After eight years of efforts, the Education Ministry unveiled a list of 8,300 standardized Chinese characters in common usage to solicit public opinion 10 days ago in hopes to regulate the way of characters writing, writes Xinhuanet. The ministry hopes that the measure will help to regulate the way of writing characters, and targets the way certain characters are printed.

It is planned to adjust the shape a total of 44 Chinese characters. According to Singapore’s Morning News (联合早报), the  ministry claims that 70% of comments it receives support the changes. Morning News writes that on the internet, many people apparently feel that the issue is a useless pain in the neck (瞎折腾, xia zheteng), and some complain that one billion people will have to learn Chinese characters anew. The paper quotes Xinhua reporting that the Common Standard Chinese Characters List (通用规范汉字表) is open for public consultation from August 12 to August 31.

Among the 44 characters in question are 琴 (qin, zither),  征 (zheng), 魅 (mei), 籴 (di), 褰 (qian), 巽 (xun, trigram), 亲 (qin), 杀 (sha, kill), 条 (tiao), 茶 (cha, tea), 新 (xin, new), 杂 (za), 恿 (怂恿, (songyong, instigate), 瞥 (pie, glimpse), 蓐 (ru, mattress), 溽 (ru, muggy), 缛 (ru, elaborate), 褥 (ru, mattress again), 耨 (nou, old weeding tool), 薅 (hao, to weed), 唇 (chun, lip), 蜃 (shen), 毂 (gu, hub).

Another 55 characters are considered allogeneic (异体), and to be recovered or unified in some way, among them 淼 (miao, flood), 喆 (zhe, same meaning as 哲), and 堃 (kun, same meaning as 坤, female).

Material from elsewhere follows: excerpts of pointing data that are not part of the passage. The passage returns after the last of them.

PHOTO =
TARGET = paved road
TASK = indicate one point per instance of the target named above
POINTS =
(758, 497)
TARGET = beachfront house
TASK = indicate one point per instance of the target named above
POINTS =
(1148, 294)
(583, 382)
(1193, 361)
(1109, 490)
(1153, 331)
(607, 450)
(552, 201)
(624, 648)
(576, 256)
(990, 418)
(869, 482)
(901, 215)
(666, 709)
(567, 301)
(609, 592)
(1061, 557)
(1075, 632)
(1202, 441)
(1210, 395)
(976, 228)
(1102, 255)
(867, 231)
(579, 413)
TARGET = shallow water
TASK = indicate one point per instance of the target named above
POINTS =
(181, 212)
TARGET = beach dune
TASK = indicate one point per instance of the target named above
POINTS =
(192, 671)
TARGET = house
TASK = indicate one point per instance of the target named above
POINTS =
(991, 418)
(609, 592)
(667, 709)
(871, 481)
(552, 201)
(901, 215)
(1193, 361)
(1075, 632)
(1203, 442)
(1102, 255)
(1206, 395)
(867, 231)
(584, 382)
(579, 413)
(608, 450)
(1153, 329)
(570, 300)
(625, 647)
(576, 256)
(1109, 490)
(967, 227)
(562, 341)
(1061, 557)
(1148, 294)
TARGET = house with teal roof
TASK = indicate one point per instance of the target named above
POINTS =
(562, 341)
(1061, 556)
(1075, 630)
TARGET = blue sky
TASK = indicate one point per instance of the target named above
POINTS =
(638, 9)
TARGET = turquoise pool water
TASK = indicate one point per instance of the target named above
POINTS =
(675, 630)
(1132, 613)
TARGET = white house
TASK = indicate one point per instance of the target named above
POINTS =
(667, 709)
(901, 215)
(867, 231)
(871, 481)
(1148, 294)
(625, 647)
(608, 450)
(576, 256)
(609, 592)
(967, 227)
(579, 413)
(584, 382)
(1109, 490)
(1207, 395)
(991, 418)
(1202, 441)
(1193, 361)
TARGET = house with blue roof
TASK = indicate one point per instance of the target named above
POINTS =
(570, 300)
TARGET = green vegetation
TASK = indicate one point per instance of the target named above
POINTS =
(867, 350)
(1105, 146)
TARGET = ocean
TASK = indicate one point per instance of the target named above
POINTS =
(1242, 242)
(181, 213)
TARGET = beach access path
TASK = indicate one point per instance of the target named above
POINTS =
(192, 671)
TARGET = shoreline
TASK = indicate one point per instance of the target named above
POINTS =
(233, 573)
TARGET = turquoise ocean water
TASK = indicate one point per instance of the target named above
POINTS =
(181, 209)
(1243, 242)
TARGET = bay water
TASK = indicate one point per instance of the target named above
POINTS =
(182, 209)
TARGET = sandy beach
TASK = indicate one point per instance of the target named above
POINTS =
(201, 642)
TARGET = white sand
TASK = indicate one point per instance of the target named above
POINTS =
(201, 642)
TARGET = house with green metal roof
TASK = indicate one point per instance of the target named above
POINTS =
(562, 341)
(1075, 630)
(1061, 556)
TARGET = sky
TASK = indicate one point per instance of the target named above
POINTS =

Xinhua‘s English website quotes a Chinese primary school teacher saying that many of the 44 characters designated for revision are in frequent use, and as the revisions will mainly apply to the use of the 44 characters in publications, such publications could confuse learners.

The ministry of education is traditionally in charge of defining the use of Chinese characters. In August 1935, partly drawing on a dictionary (简体字谱) compiled by Qian Xuantong (錢玄同) earlier the same year, the Republic of China’s ministry of education published its First Simplified Hanzi List (第一批简体字表), according to a historical account by Hefei Educational Channel. In 1952, it was the Chinese Language Reform Committee (中国文字改革委员会) which collected schloars’ suggestions for simplifying the characters. After some more administrational reforms and the publication of two simplification lists in 1964, much of “simplification” was in the hands of the Cultural Revolution’s Red Guards from 1967 to 1969. They didn’t become frequently used, and in 1986, the second 1964 list was also scrapped, and the Chinese Language Reform Committee was restructured State Language Work Committee (国家语言文字工作委员会).

The Committee belongs to the Ministry of Education and takes Putonghua tests which are also mandatory for teachers who use Mandarin in teaching Chinese Language Subject in Hong Kong (reading and writing abilities, listening and speaking, correct writing of characters, imagination and systematic thinking, and moral values).

Singapore and Malaysia usually use the characters as defined by Beijing.